The China Post staff
President Chen Shui-bian should stop the government from showing favoritism to businessmen, a private watchdog urged yesterday. The renowned scholars from the Taipei Society made the appeal while meeting with Chen behind closed doors to call for more sweeping reforms, the watchdog revealed later. “The government should not be accommodating capitalists and should keep a proper distance from business groups,” they said. They pointed out that the people generally believe that the government is trying to please businessmen and are using top government posts as “political rewards.” They said they are worried that a new collusion between the government and business interests have been formed.
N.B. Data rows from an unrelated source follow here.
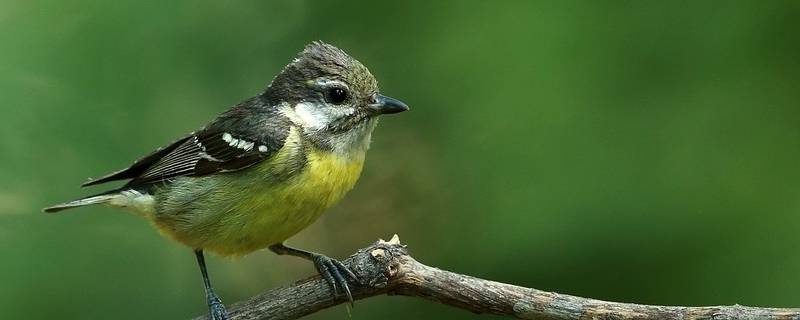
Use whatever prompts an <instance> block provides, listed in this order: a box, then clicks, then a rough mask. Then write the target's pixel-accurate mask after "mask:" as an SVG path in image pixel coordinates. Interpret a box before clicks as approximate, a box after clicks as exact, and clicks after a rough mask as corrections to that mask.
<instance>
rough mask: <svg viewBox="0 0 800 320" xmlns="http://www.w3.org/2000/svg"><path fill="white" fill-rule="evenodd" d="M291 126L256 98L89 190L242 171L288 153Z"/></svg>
mask: <svg viewBox="0 0 800 320" xmlns="http://www.w3.org/2000/svg"><path fill="white" fill-rule="evenodd" d="M290 125H291V122H290V121H289V119H288V118H286V116H284V115H282V114H281V113H280V112H279V111H278V109H277V108H275V107H271V106H268V105H267V104H266V102H265V101H264V100H262V99H261V97H260V96H256V97H253V98H251V99H248V100H245V101H242V102H241V103H240V104H238V105H236V106H234V107H233V108H231V109H229V110H228V111H226V112H225V113H223V114H221V115H220V116H219V117H218V118H217V119H215V120H214V121H213V122H212V123H211V124H209V125H208V126H207V127H206V128H204V129H203V130H200V131H197V132H193V133H192V134H190V135H189V136H186V137H184V138H181V139H179V140H178V141H175V142H173V143H171V144H170V145H168V146H167V147H164V148H161V149H158V150H156V151H155V152H153V153H151V154H150V155H148V156H146V157H144V158H142V159H140V160H138V161H136V162H134V164H133V165H131V166H130V167H129V168H127V169H125V170H121V171H118V172H115V173H112V174H109V175H106V176H104V177H101V178H98V179H97V180H92V181H89V182H87V183H85V184H84V186H89V185H95V184H100V183H104V182H108V181H114V180H125V179H132V180H130V181H129V182H128V183H127V184H126V186H128V187H146V186H148V185H152V184H155V183H160V182H165V181H168V180H170V179H173V178H175V177H180V176H202V175H209V174H214V173H219V172H228V171H236V170H241V169H244V168H247V167H249V166H252V165H254V164H256V163H258V162H260V161H263V160H264V159H266V158H268V157H270V156H272V155H273V154H275V153H276V152H277V151H278V150H279V149H280V148H282V147H283V144H284V142H285V141H286V137H287V136H288V135H289V129H290Z"/></svg>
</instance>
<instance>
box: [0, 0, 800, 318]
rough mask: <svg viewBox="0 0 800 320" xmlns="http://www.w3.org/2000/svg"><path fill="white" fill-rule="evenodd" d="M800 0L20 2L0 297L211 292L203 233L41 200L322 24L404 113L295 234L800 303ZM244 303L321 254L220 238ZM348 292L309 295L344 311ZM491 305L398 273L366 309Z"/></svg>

They criticized the government for showing little determination to carry out reforms, with frequent contradictions and chaos marring its policies. The worst problem facing the government is its decision-making process and its efficiency, they said, adding that policies and personnel appointments have been decided in the dark. They cited the recent appointments to top posts in a few state-run businesses as examples of “opaque” government operations, which they said have been undermining the government’s credibility. “The government should be listening to opinions from all walks of life on parliamentary and government reforms,” said Chu Hai-yuan, one of the Taipei Society members and a researcher at the Academia Sinica. “The administration lacks a clear line of thinking and vision for its reforms… The president should stop attending commencement programs of schools and should instead start to concentrate on setting a definite course for the reforms.” During its five-decade rule in Taiwan, the Kuomintang often came under fire for similar problems that the Taipei Society has reproached the present administration for.
For the scholars, the Democratic Progressive Party, who used to be a harsh critic of such favoritism, seem to be heading same direction. The DPP administration is stepping up efforts to curb dissent, with a recent proposal to conduct “loyalty checks” on civil servants. It has also threatened human rights with several raids on media establishments for alleged leaks of state secrets and with plans to set up fingerprint files on all citizens.. But Chen denied that he had been maneuvering the recent personnel changes, saying he had allowed Premier Yu Shyi-kun entire control over the government management. He also denied playing any part in the searches of the media establishments or in the fingerprint proposal. But he said he would still have to shoulder the blame. “As president, I have to totally accept all criticism,” Chen was quoted replying to the scholars’ reproach. “If the government is impeding human rights then the policies must be adjusted,” Chen promised. This is the first time the Taipei Society has talked with the president in a formal meeting. Chen had wanted to meet the esteemed scholars in August 2000, a few months after taking office, but the scholars said then that the time was not ripe. The Taipei Society is formed by scholars, who maintain impartiality in watching the government.